Inevitably, the grind of the daily meetings, the demands of dozens of brides, the confines of hotel cooking, made Brock less than a happy camper. And then there was the siren song of Charleston; absence really did make his heart grow fonder. "I loved my time there when I lived there, but sometimes you have to leave a place to find out how much you miss it. Charleston is such an incredible city in so many ways. The weather, the beach, the architecture. It is an amazing restaurant city; thanks to the school, there is so much talent there, and diners are so educated and knowledgeable about food, and really eager to experiment and try new things. That makes it fun." And though fiancé Tonya Combs, whom he met in Charleston, had come with him to Nashville, her heart was also back on the mid-Atlantic coast, and she enthusiastically supported a move.
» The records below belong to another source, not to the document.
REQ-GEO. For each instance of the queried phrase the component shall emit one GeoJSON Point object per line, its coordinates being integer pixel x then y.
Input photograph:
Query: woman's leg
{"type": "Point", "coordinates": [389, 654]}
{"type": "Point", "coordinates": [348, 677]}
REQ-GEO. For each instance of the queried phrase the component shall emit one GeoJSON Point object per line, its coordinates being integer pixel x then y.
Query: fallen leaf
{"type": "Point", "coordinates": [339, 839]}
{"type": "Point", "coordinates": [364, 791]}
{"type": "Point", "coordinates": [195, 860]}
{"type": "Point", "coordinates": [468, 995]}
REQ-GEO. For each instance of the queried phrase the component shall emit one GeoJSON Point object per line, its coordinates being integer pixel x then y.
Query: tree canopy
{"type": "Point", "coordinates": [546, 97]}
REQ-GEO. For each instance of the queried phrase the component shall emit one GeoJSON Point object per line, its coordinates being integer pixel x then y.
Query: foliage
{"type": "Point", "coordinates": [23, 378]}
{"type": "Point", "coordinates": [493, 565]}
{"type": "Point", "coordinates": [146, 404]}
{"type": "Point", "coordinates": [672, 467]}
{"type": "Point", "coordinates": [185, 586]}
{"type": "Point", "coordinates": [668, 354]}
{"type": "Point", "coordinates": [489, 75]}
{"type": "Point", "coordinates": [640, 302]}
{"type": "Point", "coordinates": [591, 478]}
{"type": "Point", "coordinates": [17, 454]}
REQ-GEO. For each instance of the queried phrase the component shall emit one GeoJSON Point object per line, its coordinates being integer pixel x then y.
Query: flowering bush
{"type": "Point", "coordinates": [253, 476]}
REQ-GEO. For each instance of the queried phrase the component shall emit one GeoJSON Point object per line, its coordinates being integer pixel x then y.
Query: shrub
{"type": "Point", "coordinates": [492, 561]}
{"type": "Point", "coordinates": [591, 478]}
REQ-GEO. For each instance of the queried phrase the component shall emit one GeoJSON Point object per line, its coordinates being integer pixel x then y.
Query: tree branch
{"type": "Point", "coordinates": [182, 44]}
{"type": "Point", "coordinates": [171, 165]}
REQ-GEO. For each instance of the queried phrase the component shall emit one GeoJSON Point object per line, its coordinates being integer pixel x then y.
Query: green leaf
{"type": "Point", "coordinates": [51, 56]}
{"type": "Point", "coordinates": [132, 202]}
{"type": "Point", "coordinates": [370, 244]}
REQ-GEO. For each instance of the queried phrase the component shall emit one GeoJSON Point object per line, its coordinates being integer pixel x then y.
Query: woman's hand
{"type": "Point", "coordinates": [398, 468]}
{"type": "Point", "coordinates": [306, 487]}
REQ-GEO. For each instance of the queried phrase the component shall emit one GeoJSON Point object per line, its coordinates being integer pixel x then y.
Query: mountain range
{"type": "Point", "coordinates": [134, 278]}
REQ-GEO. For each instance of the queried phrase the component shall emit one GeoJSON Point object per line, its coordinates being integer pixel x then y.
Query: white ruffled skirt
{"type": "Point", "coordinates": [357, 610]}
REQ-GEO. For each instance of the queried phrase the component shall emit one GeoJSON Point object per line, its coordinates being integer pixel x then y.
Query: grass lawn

About a year ago, Brock let word out among his chef friends in Charleston that he would love to come back. As soon as he heard that the chef position at McCrady's was open, he sent his resume. "McCrady's was one of my favorite restaurants there, I felt like it would be a dream come true to not only be back in Charleston, but at that restaurant. I was thrilled when they called and we began talking. I knew it was right."
Word of his departure began seeping out in Nashville in early March — much to the dismay of Brock devotees, not just in Nashville, but among regular guests of the Hermitage as well. On March 28, with the contents of his house packed up, Brock made one last stop at the Capitol Grille to pick up his knives and say goodbye to his staff, among them the newly-promoted Tyler Brown, who worked with Brock at Peninsula, and moved to Nashville to be his sous chef. (Note to Charleston: You've got Brock, hands off Brown.)
On April 3, Brock checked in to what he hopes will be a long stay at McCrady's. The restaurant closed for four days while he took the staff through his new menu, introducing them to just a few of the 50 or so cooking techniques he plans to employ as the staff develops. "There is so much positive energy in that kitchen. Everyone is on board with this, it is so exciting."
He also brought a dozen immersion circulators; not coincidentally, Maine lobster sous vide is on his first menu, along with venison sous vide, poached beef tenderloin, and poached white asparagus. Nothing strange about that, right? But what the hell is a 64º egg, Sean?
"Oh, that is one of my favorite new things. It is so cool. You know I am obsessed with food science, with figuring out the exact degree of what happens to foods at certain temperatures. So we have been working with eggs, we've done it over and over, and finally, we discovered that if you place an egg in a computerized water bath at 64º for exactly one hour, it results in the white and the yolk having exactly the same texture."
The 64º egg, by the way, is plated with poached white asparagus, along with tomato confit and crispy parmesan and olive oil broth. FYI: Along with the immersion circulators and the vast repertoire of cooking techniques, Brock also brought nearly 70 different chemicals from his stash in Nashville.
"Manipulating food is entertaining, it's interesting. There are so many possibilities. We looked at Cheese Puffs and wondered if we could do that with spinach, for instance. Now we're doing it with lobster and mushrooms, whatever works. Is it better? Not necessarily, but it's more interesting, and it's fun."
So, congratulations Charleston. With Sean Brock's return, one of your oldest, most historic restaurants is embarking on an all-new adventure. And Sean, speaking for Nashville diners: Thanks, it was fun while it lasted.
Kay West is the food critic at the Nashville Scene.